Верченко сказал об идейной бесперспективности театра на Таганке.
Любимов. Кому приготовиться следующему?
Родионов. После выступления т. Верченко я все скажу.
Родионов. На этом разрешите собрание считать закрытым, подвести черту и зачитать резолюцию.
Любимов. Я прошу слова.
Родионов. Все, Ю.П., совещание закончило свою работу… и у меня нет ни одной записки… нет, есть одна анонимная.
Любимов. Анонимных записок не читаем.
Родионов. Тут с одной Таганки записалось 6 человек, вы что же хотите, чтоб всем дали слово?
Поднимается шухер.
Выкрики. Сабинин. Разве вы не видите, какая пропасть лежит между вами и залом? И вы нам оттуда несете глупость…
Золотухин. Коммунисту не дают слово.
Выскакивает Губенко. Товарищи, я хочу зачитать резолюцию ком. собрания.
Родионов. Тов. Губенко, я прошу Вас не делать этого.

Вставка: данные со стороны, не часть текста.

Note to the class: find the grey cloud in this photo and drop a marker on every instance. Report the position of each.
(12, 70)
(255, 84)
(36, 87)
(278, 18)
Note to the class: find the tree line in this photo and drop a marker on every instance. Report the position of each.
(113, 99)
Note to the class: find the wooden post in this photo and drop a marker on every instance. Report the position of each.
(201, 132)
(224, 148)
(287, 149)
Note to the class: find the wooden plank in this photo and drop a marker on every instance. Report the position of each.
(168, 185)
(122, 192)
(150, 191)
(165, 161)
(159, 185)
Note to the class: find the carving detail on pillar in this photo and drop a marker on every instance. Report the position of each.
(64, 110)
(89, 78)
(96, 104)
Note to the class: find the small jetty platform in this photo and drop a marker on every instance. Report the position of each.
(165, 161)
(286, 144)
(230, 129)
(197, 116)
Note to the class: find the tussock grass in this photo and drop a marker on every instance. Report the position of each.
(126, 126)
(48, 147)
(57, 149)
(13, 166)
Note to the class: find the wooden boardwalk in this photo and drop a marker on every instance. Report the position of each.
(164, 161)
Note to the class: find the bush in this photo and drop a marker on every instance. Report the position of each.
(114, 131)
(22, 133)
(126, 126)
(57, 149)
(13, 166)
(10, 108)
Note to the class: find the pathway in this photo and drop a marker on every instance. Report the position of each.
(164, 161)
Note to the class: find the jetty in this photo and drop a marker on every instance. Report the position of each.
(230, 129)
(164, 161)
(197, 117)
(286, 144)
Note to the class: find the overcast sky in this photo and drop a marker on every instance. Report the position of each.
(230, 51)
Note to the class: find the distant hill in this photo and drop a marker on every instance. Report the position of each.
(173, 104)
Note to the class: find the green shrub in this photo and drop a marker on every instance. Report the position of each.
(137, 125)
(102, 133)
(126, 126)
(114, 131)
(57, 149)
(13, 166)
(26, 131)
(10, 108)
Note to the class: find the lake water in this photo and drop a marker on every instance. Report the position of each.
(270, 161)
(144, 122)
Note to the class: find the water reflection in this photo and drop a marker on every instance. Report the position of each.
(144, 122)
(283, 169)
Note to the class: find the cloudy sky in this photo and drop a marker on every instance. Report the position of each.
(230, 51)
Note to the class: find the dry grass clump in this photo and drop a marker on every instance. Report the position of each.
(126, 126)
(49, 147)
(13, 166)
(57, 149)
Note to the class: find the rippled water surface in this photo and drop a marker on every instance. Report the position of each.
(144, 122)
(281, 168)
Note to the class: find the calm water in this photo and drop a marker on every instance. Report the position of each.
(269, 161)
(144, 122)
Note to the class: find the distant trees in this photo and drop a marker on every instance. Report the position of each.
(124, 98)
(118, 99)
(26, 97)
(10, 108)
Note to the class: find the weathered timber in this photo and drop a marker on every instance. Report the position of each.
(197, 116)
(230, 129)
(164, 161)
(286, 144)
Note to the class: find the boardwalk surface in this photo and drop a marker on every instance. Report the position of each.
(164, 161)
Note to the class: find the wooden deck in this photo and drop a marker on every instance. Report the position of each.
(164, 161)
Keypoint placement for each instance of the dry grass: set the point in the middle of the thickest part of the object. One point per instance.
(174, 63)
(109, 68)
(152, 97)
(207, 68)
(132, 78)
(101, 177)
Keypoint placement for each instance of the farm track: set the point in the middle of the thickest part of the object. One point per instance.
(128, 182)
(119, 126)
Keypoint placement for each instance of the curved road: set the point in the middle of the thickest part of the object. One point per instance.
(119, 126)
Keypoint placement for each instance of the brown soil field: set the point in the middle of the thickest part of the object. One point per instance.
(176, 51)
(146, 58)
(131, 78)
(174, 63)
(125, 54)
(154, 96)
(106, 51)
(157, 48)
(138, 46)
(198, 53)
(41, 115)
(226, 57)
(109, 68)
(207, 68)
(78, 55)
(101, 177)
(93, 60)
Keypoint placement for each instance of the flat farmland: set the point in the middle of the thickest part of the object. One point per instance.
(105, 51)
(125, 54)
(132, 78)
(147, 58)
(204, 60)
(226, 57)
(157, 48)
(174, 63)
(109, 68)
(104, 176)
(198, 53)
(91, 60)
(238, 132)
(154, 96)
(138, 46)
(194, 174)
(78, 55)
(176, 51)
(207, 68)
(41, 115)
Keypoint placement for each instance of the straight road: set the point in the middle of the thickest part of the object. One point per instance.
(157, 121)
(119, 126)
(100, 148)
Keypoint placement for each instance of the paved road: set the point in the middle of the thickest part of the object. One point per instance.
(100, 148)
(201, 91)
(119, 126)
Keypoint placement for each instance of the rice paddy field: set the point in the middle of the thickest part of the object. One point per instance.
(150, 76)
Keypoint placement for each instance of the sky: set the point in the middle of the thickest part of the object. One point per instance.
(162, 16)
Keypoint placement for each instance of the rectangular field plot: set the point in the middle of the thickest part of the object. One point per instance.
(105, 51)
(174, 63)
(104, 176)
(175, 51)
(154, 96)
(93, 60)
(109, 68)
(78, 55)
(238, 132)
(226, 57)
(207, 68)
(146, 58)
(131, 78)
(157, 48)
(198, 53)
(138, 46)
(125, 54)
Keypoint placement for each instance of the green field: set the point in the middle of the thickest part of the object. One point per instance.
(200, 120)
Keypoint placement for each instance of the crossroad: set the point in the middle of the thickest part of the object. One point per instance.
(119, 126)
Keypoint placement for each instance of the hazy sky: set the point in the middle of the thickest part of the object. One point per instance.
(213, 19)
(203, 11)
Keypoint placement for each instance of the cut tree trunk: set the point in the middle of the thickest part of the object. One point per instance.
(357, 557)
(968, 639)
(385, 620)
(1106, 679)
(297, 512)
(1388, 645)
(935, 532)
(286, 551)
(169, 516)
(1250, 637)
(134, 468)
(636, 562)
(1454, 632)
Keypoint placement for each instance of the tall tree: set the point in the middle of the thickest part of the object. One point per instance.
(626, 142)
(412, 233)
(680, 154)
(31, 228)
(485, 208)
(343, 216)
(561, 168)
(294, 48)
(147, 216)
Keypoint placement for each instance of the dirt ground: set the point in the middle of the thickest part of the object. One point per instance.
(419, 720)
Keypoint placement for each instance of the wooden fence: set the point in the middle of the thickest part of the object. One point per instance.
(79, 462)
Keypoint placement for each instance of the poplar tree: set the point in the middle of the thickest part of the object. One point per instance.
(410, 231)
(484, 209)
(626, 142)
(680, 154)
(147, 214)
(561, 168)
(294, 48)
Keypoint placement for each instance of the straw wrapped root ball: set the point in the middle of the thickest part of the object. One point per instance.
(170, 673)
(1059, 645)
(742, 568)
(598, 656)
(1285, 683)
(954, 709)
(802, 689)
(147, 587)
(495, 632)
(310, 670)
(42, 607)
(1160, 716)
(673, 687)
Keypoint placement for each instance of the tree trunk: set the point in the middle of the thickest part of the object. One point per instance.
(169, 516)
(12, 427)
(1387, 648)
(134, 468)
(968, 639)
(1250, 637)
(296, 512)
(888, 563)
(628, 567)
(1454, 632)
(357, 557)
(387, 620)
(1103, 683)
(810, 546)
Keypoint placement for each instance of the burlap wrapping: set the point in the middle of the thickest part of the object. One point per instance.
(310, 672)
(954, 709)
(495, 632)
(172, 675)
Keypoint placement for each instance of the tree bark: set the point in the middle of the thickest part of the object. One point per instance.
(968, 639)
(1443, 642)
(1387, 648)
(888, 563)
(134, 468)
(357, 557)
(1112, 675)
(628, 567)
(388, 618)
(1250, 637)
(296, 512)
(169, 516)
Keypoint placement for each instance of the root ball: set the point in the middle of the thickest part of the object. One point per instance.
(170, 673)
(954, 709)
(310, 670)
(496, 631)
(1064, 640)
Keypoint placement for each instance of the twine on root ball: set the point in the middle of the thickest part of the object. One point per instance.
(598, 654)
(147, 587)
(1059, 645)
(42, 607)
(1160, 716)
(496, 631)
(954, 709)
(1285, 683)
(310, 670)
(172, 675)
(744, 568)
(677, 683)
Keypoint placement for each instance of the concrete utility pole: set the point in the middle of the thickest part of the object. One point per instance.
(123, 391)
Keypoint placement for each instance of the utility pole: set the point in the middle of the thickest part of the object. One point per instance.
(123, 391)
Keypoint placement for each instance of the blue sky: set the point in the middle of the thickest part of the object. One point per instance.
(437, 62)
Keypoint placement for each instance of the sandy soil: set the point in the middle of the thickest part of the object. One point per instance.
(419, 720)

Губенко начинает читать. Его перебивает в микрофон Родионов, зал орет.
Глебов. Губенко, сядьте! — Дупак сидит с ними, деятелями театра Станиславского, их парторг брызжет пеной, вскакивает с места, беснуется… Куролесина начинает читать резолюцию… «Указать т-ру на Таганке на идейные недостатки спектаклей «Послушайте» и «Павшие». Ее перебивают…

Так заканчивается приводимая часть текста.